Selon Seebass, « l’instrumentalisation politique de la procédure risque de largement éclipser tout effet sur la réflexion et la réconciliation inter- et intra-sociétales ». Elle fait valoir que « les perceptions locales du procès ont renforcé les griefs et les discours de victimisation des deux côtés [au Kosovo et en Serbie], plutôt que de contribuer à la réflexion et au dialogue », et que « le sentiment d’injustice empêche un traitement constructif de ce qui s’est passé pendant la procédure ». Elle note que les relations ethniques et régionales sont « à un niveau particulièrement bas ».
La perception des KSC a contribué à « la détérioration des relations entre le Kosovo et ses partenaires occidentaux », affirme Seebass. « Le fait que le procès se soit déroulé en dehors du Kosovo, bien que cette décision soit compréhensible, a également renforcé le sentiment d’ingérence étrangère, surtout à une époque où de nombreux Kosovars aspirent à la souveraineté et à l’autodétermination », ajoute-t-elle. Bien que le Kosovo ait déclaré son indépendance en 2008, tous les pays ne l’ont pas reconnu.
« Un héritage contesté »
Abrahams soutient cependant que « la responsabilité individuelle ne peut fonctionner seule » et que davantage de mécanismes sont nécessaires. Il met en avant le contexte plus large : « Ce procès se déroule alors que la question du statut politique du Kosovo n’est toujours pas résolue. Il y a encore beaucoup de méfiance et de colère. Le processus de négociation [avec la Serbie] n’avance pas. Le tribunal intervient donc à ce moment précis, ce qui met tout le monde en colère », explique-t-il. La Cour n’est qu’« un acteur ayant un seul rôle, celui de poursuivre, et elle s’est acquittée de ce rôle.

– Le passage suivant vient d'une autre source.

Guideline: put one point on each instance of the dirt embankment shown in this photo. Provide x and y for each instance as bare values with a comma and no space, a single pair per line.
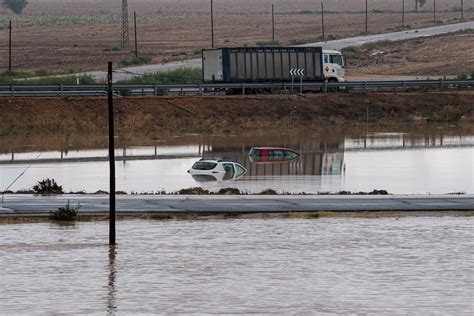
436,56
216,114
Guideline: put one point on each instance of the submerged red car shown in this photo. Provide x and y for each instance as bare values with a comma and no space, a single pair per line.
271,154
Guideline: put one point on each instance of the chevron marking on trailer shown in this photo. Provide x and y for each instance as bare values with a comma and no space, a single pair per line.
297,72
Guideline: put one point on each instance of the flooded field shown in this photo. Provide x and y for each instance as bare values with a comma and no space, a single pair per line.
412,265
434,161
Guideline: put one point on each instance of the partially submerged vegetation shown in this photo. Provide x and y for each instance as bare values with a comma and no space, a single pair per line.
47,186
65,213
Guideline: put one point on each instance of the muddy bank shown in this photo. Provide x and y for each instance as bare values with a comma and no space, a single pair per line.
216,114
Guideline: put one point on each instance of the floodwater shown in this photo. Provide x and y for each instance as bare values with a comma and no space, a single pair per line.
411,265
427,161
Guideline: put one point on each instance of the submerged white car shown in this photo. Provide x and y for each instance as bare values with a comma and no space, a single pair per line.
216,170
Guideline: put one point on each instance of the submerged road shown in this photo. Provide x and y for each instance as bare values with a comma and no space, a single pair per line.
30,204
127,73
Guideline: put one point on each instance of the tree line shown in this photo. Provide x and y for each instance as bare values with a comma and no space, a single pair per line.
16,6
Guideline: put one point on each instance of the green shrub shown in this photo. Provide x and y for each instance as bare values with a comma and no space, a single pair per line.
47,186
65,213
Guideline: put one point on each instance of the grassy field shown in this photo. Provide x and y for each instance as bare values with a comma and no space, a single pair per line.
71,36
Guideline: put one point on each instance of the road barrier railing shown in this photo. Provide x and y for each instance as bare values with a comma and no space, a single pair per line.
234,88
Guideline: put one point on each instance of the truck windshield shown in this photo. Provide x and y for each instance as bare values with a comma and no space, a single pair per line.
336,59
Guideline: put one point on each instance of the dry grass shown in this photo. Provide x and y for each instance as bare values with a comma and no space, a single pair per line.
83,35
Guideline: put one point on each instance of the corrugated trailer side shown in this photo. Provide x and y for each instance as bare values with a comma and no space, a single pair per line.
261,64
212,66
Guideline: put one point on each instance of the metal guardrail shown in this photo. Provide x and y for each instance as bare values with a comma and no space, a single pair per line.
239,88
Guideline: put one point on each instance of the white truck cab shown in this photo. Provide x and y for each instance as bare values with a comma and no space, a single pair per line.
333,66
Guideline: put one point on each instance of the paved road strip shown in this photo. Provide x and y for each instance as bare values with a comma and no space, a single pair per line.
30,204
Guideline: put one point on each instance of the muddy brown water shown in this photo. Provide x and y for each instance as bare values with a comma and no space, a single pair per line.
433,159
383,266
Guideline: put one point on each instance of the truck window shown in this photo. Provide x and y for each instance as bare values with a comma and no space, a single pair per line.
336,59
229,171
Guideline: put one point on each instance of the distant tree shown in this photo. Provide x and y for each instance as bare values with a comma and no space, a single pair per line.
16,6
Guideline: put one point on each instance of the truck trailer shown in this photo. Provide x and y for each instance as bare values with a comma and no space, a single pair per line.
272,64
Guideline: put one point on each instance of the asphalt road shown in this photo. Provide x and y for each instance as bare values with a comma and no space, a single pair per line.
127,73
29,204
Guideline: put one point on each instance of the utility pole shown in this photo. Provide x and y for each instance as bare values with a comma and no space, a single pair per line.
212,24
366,16
10,46
273,24
135,27
125,37
403,13
322,20
111,157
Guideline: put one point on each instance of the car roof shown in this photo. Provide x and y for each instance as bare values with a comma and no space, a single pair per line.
272,148
215,160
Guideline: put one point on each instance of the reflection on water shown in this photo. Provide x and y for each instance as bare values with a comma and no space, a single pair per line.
439,162
111,301
286,266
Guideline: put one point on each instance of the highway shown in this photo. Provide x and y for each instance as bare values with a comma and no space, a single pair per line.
127,73
15,204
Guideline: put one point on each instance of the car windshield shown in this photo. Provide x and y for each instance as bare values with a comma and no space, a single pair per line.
229,171
239,170
255,152
202,165
336,59
203,177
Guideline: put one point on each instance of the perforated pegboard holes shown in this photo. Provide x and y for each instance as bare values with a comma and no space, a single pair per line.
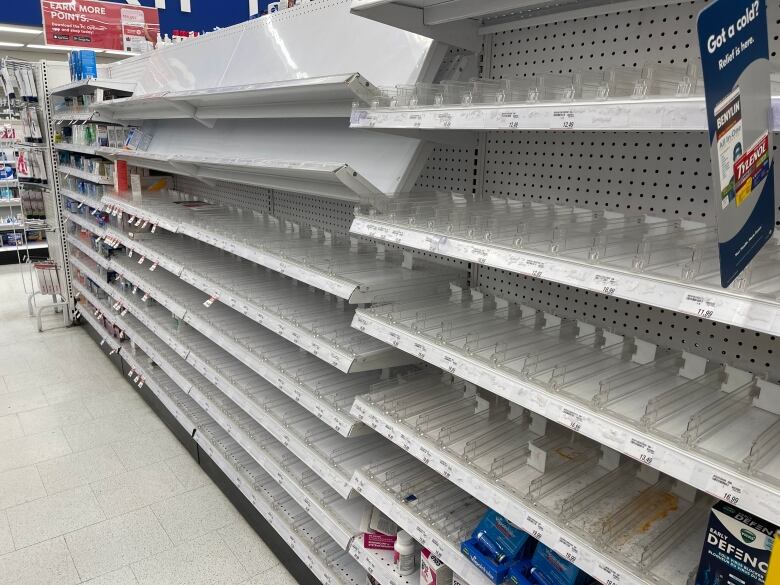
741,348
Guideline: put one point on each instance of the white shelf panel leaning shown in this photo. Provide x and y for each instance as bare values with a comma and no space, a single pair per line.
339,517
82,114
616,521
89,85
649,114
83,199
379,564
244,402
715,428
312,97
87,176
80,148
317,387
329,562
327,179
663,263
354,273
304,316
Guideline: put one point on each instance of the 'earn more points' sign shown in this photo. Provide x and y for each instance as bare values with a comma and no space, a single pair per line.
99,25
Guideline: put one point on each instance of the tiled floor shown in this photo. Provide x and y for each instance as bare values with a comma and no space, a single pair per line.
93,487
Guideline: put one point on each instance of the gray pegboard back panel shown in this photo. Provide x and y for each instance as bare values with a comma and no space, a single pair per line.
741,348
225,193
659,173
329,213
449,168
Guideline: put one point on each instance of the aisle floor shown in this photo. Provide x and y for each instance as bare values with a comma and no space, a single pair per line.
93,487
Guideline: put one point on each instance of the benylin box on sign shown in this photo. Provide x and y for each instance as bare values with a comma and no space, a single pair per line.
737,548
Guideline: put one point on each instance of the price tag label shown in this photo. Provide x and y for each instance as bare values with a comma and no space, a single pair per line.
534,527
567,549
508,119
572,419
534,268
725,488
444,120
643,451
699,306
606,574
606,284
563,120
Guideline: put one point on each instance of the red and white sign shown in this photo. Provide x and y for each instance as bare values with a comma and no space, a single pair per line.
99,25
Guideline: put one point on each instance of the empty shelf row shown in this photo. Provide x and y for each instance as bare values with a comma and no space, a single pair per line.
714,427
664,263
356,272
312,320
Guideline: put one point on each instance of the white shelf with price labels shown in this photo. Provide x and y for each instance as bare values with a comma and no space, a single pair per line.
317,258
312,544
328,454
672,411
600,511
318,386
665,263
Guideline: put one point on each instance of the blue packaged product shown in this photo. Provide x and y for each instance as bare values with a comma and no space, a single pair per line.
88,61
76,65
549,568
736,548
495,544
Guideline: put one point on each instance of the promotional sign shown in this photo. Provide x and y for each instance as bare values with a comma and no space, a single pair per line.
734,45
99,25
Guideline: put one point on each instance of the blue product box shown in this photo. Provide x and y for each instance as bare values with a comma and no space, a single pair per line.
88,60
76,56
549,568
495,545
736,549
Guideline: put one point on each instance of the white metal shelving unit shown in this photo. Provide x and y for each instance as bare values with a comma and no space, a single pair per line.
561,278
641,259
332,95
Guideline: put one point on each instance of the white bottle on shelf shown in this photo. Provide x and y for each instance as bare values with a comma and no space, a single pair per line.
403,558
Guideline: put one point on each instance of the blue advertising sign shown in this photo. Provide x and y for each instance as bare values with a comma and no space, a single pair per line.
734,46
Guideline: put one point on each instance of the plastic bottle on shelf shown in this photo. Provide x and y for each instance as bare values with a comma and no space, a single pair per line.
403,556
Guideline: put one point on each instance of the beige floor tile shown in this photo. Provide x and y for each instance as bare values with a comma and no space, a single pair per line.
6,540
26,451
100,431
20,485
145,448
194,513
114,543
187,471
27,399
205,560
47,563
49,417
123,576
79,468
45,518
278,575
136,489
248,547
10,428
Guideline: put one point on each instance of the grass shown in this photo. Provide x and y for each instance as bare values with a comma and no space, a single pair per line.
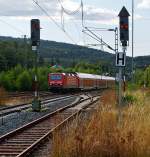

On peut la critiquer pour cela, mais il faut replacer cela dans le contexte de défis plus vastes ». Il espère que le débat s’orientera vers « la réconciliation face aux préjudices subis, le rapatriement des dépouilles et la recherche de la vérité ».
Le verdict du dernier procès en cours, concernant une entrave présumée à la justice, sera également rendu au cours des prochains mois, après quoi les KSC devraient cesser ses activités. « Je pense que les KSC laisseront derrière elles un héritage controversé », déclare Alija. « D’une part, elles ont souligné l’importance de la responsabilité pénale individuelle et des enquêtes sur les crimes graves, tout en mettant en place des mécanismes importants pour la protection des témoins et la participation des victimes. » D’autre part, on se souviendra probablement d’une Cour qui s’est concentrée sur les crimes commis par une seule partie au conflit, « ce qui a contribué à donner l’impression d’une justice sélective au Kosovo ». Selon lui, cela démontre qu’« il ne suffit pas qu’un processus soit simplement juridiquement solide ; la justice doit également être perçue comme impartiale, équitable et inclusive ».